A company’s enterprise value is equal to its market capitalization, or market cap, plus its total debt minus its cash. While a company’s market cap represents the market value of only its common stock, its enterprise value is the value of the company as a whole, including its debt. A company can buy, or take over, another company by buying all of its common stock, but it would also be taking on the target company’s debt and gaining its cash. Enterprise value is equivalent to the total takeover price to own a company free and clear of debt.
1. Find a public company’s most recent balance sheet in either its quarterly report on Form 10-Q, or in its 10-K annual report. You can obtain these reports from the investor relations section of its website, or online from the U.S. Securities and Exchange Commission’s EDGAR database.

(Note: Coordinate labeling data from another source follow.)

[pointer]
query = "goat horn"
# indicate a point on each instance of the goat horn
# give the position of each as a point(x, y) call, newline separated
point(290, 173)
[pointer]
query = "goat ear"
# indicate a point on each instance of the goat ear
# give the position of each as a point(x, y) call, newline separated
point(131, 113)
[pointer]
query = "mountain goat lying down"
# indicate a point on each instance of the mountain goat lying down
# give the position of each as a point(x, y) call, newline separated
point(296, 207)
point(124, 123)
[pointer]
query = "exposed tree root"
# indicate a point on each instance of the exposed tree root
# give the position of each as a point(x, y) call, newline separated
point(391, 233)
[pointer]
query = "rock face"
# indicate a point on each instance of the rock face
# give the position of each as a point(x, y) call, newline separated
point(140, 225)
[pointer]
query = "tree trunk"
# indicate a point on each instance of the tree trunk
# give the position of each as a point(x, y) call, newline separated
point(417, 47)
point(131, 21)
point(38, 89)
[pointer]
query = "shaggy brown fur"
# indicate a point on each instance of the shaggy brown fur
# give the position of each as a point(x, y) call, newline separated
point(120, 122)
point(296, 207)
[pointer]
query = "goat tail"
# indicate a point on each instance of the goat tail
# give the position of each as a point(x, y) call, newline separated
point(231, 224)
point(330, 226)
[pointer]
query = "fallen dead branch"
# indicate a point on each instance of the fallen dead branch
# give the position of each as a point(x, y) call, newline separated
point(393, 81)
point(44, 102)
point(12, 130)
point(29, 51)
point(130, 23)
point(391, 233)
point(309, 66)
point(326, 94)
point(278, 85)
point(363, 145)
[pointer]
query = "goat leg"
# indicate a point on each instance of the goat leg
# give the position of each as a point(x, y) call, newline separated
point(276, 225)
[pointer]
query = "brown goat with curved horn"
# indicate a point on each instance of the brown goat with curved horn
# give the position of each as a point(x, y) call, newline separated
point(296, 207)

2. Identify the amount of the company’s total liabilities and the amount of its cash, listed on its balance sheet. The amount of a company’s total liabilities is equivalent to its total debt. For example, assume a company has $50,000 in total liabilities and $20,000 in cash.
3. Visit a financial website that provides stock information. Find the amount of the company’s market cap. In the example from the previous step, assume the company has a market cap of $100,000.
4. Add together the company’s total liabilities and market cap. In this example, add the $100,000 market cap and $50,000 in total liabilities to get $150,000.
5. Subtract the company’s cash from your result to calculate its enterprise value. Continuing with the example, subtract $20,000 in cash from $150,000 to get $130,000 in enterprise value.